Würde das Amt für Statistik und Wahlen auch regelmäßige Wanderungsstatistiken veröffentlichen – gar als Animation – die üblichen Sofa-Leipziger würden ihre Stadt nicht wiedererkennen. Denn zwischen ihrer Vorstellung von einem ordentlichen und sicheren Leipzig und dem Leipzig der Realität klaffen Welten. Beide Bilder sind nicht in Deckung zu bringen.

Und das zeigt selbst das Faltblatt über die Migranten.

Es enthält wesentliche Angaben zu Leipzigs Einwohnern mit Migrationshintergrund (Stand 2016) und ist in allen Bürgerämtern sowie an der Informationstheke im Neuen Rathaus und im Referat für Migration und Integration erhältlich.

Wie das Amt für Statistik und Wahlen ermittelte, wohnten Ende 2016 in der Stadt Leipzig insgesamt 77.559 Personen mit Migrationshintergrund, das entsprach einem Bevölkerungsanteil von 13,4 Prozent. Wie bereits in den Vorjahren, hat sich auch der Anteil an der Gesamtbevölkerung weiter erhöht.

Etwa zwei Drittel aller Personen mit Migrationshintergrund sind Ausländer. Neben den ca. 52.000 Ausländern leben in Leipzig ca. 26.000 deutsche Einwohner mit einem Migrationshintergrund, z. B. Spätaussiedler, eingebürgerte Personen sowie deren Kinder.

Zwar hat sich die Sicht auch und gerade im Referat für Migration und Integration auf Menschen aus aller Welt in den vergangenen Jahren deutlich geändert. Aber selbst ein Begriff wie Integration zeigt, dass man das Thema nicht wirklich begriffen hat und von der falschen Warte her denkt. Als gäbe es eine gut organisierte deutsche Modellbevölkerung, in die sich jeder, der neu und fremd ist, „integrieren“ müsste.

Warum aber?

Es macht keinen Sinn. Nicht weil Teilhabe keinen Sinn macht, sondern weil die Stadt nicht einmal ein Modell hat, was eigentlich alles gebraucht wird, um in Leipzig ein selbstständiges und selbstbestimmtes Leben führen zu können. Was suchen Menschen eigentlich, wenn sie sich ausgerechnet das kleine Leipzig in Westsachsen aussuchen?

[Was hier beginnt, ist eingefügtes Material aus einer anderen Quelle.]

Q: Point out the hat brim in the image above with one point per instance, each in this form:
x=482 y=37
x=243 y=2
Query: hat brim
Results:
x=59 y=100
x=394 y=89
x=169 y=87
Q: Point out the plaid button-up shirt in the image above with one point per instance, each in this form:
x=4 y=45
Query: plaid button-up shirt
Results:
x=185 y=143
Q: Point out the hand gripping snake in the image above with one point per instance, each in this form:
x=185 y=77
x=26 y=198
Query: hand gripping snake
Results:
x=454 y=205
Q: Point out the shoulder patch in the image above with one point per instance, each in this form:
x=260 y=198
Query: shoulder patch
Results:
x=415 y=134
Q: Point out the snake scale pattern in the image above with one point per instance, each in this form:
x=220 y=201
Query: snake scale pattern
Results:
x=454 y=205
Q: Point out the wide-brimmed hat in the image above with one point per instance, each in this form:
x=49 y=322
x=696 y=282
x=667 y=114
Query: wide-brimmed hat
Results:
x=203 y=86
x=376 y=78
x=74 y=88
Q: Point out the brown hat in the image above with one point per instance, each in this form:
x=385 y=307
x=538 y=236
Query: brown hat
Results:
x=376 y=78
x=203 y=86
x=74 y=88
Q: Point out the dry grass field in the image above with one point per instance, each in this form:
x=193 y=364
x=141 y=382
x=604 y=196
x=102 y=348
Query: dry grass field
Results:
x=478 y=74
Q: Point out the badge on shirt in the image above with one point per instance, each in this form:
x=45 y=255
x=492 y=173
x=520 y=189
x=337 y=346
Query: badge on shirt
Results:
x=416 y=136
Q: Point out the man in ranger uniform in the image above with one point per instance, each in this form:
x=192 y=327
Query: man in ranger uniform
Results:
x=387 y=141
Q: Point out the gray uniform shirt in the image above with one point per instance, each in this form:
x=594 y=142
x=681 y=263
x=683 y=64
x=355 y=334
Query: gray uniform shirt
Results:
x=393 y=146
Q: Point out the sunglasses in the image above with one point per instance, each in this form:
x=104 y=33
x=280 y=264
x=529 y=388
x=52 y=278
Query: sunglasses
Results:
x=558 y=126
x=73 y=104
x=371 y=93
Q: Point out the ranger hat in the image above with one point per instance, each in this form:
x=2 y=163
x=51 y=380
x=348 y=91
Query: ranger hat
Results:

Eine Frage, die genauso für Schwaben, Bayern und Rheinländer gilt. Und nicht beantwortet wird – auch nicht auf Landesebene, wo man Menschen und Studierende wie Kontingente behandelt. Gern bevormundet und gern von einer verschwiemelten Leitkultur redet, ohne auch nur zu wissen, was ein Land oder eine Stadt für Zuwanderer eigentlich attraktiv macht.

Das Manko wird immer deutlicher. Auch und gerade da, wo auch die Migrantenstatistik ins Datenlose abtaucht.

Denn geredet wird immer nur über die (auch äußerlich) auffälligen Gruppen. Über all jene, die sich wie selbstverständlich in den Kosmos Leipzig einfügen, gibt es keine Schlagzeilen. Obwohl sie eindeutig die größten Gruppen von „Migranten“ stellen. Migranten auch einfach mal in Gänsefüßchen gesetzt, weil Migration, der „dauerhafte Wohnortwechsel“ von Menschen für die meisten Menschen das Normale ist. Es ist eine Grunddefinition unserer Zeit. Gerade junge Menschen verbringen heute ihr Leben nicht mehr für immer im kleinen Kaff hinterm Berg. Sie suchen nach ihrer Ausbildung den Ort, der ihnen die größten Chancen verspricht, ihre Vorstellungen vom Leben zu verwirklichen.

Darin unterscheiden sich junge Menschen in Bremen, Hannover oder Görlitz nicht die Bohne von jungen Leuten aus Alabama, Madrid oder Sewastopol.

Nur: Diese simple Erkenntnis findet sich in der Leipziger „Integrationspolitik“ nicht wieder. Selbst das scheinbar so weltoffene Leipzig tut so, als müssten sich die Menschen, die diese Stadt als Startpunkt für ihre Lebensgestaltung ausersehen haben, an etwas anpassen, was schon da ist, eine Art Gerüst, in das sie sich einzufügen haben. Obwohl sich die Stadt fortwährend verändert und schon lange nicht mehr das Mauerblümchen von 1990 ist.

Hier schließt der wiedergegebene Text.